The correct formulation should be:

$f$ is closed iff for all $y \in Y$ and for every open set $U \subseteq X$ such that $f^{-1}[\{y\}] \subseteq U$, there exists some open set $V \subseteq Y$ such that $y \in V$ and $f^{-1}[V] \subseteq U$.

This is true regardless of continuity of $f$ (a map can be closed without being continuous).

Note that this is a sort of dual to continuity, using fibres (inverse images of singletons).

For normal continuity we have that for every $x \in X$ and every open neighbourhood $V$ of the forward image $f(x)$ we have some open $U$ that contains $x$ and such that $f[U] \subseteq V$.

In this criterion for closedness we take an open neighbourhood of the fibre of $y$ (so going back instead of forward) and ask for a neighbourhood of that point whose inverse image stays inside the given neighbourhood, instead of the forward image.

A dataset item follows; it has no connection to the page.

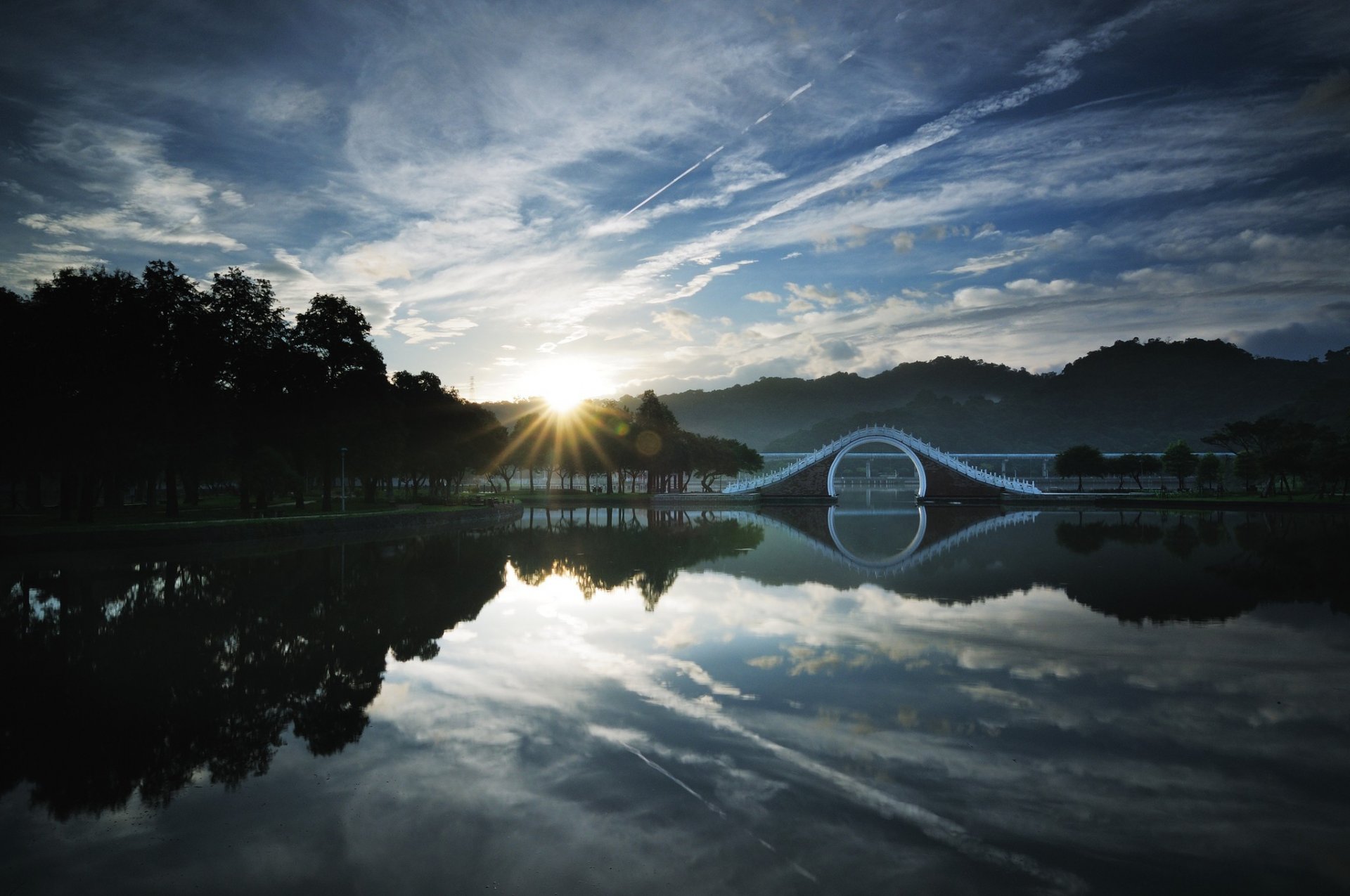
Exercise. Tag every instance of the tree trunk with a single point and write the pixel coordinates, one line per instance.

It's a useful criterion to think about closed maps in this way, especially if you're working with so-called perfect maps (closed, continuous, surjective and fibres are compact) and preservation of properties under those maps.

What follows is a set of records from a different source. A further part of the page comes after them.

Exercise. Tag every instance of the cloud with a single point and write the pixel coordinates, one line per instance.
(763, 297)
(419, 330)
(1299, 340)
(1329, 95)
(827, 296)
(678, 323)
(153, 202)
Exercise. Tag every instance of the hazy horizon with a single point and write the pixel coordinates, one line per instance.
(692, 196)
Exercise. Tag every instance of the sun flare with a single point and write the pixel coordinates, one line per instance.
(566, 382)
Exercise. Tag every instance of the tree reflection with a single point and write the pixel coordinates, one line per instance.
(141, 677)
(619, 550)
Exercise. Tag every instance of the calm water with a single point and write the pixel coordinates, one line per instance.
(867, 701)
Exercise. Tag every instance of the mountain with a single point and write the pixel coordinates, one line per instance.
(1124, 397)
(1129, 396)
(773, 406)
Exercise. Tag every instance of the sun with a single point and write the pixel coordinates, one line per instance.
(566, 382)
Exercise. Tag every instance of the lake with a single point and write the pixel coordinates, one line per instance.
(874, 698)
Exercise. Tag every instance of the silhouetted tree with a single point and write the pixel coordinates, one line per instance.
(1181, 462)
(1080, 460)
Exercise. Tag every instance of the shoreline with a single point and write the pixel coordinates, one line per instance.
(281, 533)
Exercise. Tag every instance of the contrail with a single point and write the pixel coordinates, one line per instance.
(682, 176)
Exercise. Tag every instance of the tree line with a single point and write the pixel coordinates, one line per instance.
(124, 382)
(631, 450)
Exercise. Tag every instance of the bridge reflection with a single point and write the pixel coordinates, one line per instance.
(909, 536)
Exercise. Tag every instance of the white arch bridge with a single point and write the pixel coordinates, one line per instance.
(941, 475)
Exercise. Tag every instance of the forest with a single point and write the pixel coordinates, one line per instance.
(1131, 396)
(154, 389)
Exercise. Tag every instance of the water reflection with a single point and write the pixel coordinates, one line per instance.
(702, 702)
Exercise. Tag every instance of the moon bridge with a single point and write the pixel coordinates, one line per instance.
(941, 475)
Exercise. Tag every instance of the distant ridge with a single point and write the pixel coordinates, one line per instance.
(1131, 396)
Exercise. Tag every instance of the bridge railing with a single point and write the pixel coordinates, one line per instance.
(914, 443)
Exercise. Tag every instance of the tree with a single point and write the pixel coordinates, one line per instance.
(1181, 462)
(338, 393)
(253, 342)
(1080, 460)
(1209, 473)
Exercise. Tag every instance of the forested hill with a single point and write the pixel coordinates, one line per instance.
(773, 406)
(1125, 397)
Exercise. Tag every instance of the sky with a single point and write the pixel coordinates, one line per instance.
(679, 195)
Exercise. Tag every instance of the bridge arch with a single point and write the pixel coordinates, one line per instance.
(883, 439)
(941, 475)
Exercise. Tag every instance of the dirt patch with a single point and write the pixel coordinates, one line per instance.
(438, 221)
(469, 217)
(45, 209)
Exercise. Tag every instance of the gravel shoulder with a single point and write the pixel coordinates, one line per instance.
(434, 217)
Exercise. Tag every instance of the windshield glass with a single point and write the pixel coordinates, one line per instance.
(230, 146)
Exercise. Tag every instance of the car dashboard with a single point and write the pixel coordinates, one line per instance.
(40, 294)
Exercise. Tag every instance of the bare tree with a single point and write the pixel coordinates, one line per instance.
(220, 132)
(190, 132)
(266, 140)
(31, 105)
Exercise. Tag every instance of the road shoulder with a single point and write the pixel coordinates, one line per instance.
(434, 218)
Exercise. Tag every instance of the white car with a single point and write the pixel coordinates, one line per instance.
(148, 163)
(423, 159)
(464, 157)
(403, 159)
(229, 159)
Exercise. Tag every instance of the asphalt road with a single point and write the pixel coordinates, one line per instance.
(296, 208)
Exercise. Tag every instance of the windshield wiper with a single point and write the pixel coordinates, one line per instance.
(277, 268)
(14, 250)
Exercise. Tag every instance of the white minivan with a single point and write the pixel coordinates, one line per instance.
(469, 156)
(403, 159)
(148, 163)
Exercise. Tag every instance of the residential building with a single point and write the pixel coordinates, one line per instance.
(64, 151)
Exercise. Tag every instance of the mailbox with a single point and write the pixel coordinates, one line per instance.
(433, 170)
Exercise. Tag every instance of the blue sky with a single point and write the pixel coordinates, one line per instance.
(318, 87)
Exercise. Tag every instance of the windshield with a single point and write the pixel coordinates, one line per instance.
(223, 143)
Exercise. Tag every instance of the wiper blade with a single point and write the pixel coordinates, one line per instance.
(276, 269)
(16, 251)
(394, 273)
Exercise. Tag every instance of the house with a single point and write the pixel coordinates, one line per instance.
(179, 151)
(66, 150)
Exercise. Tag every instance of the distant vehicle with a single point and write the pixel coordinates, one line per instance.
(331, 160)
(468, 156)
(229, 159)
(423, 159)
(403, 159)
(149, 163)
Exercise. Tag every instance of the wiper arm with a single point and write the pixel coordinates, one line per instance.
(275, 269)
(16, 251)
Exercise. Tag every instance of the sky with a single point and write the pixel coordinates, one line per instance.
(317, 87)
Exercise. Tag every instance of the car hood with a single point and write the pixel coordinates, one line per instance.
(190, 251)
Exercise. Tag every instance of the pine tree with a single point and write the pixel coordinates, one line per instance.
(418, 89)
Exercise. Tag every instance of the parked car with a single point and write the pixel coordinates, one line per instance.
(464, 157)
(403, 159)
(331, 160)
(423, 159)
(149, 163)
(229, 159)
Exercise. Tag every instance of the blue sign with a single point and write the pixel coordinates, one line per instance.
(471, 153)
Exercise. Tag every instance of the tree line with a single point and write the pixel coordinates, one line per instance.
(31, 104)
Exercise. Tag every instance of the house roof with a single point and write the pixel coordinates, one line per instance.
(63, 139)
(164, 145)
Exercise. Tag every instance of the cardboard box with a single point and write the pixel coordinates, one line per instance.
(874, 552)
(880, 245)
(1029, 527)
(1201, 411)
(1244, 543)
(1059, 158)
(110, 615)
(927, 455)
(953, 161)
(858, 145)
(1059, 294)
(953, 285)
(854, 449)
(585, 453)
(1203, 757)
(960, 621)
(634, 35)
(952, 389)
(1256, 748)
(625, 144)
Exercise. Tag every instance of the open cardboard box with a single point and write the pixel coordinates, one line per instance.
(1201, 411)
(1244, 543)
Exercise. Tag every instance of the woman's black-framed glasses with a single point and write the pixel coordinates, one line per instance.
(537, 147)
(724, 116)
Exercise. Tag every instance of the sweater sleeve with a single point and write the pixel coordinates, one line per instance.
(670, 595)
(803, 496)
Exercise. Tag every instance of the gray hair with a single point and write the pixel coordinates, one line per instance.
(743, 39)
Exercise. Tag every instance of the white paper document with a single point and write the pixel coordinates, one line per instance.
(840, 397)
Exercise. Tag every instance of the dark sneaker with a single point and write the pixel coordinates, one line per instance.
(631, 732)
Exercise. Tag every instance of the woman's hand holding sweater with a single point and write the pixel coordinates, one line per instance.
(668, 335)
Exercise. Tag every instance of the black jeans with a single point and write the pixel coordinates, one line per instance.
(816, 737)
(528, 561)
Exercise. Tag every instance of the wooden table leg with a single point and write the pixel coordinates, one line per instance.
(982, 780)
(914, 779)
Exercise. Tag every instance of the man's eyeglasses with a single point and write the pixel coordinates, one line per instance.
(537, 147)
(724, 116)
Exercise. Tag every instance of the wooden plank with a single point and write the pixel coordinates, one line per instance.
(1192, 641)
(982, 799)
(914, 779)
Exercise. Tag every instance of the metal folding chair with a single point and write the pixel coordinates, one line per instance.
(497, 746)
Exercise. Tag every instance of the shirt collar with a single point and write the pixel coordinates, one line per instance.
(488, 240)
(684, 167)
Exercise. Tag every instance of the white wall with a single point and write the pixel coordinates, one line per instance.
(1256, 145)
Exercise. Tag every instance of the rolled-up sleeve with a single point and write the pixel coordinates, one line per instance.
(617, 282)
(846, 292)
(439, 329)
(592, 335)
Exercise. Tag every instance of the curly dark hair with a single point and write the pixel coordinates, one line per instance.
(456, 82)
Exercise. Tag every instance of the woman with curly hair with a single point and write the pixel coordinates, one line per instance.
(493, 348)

That's where I first learnt about it.

If $f$ is closed, then given any open set $U$ in $X$ with $f^{-1}\big[ \{ y \} \big] \subseteq U$, we see that $X \setminus U$ is closed in $X$, and so $f \big[X\setminus U \big]$ is closed in $Y$, and we can define $V \colon= Y \setminus f \big[ X \setminus U \big]$, which is then open.

Then $y \in V$, because if $y \not\in V$, this would mean $y \in f \big[X\setminus U \big]$, and so $y=f(p)$ for some $p \in X \setminus U$, but this $p$ cannot be in $f^{-1}\big[ \{y\} \big]$ since $p \notin U$.

Also $f^{-1}[V] \subseteq U$: if $p \in f^{-1}[V]$, then $f(p) \in V$, so $f(p) \notin f \big[X \setminus U \big]$, so $p$ cannot be in $X \setminus U$, so must be in $U$, as required.

If $f$ obeys the condition as stated, $f$ is closed:

Suppose $C$ is closed in $X$ and let $y \notin f[C]$. The latter means that $f^{-1} \big[ \{ y \}\big] \subseteq U$, where $U \colon= X\setminus C$, and so we have an open set $V$ of $Y$ such that $y \in V$ and $$ f^{-1}[V] \subseteq U = X \setminus C,$$ which says that $V$ misses $f[C]$ entirely. So $y$ is an interior point of $Y \setminus f[C]$, making the latter set open and thus $f[C]$ closed.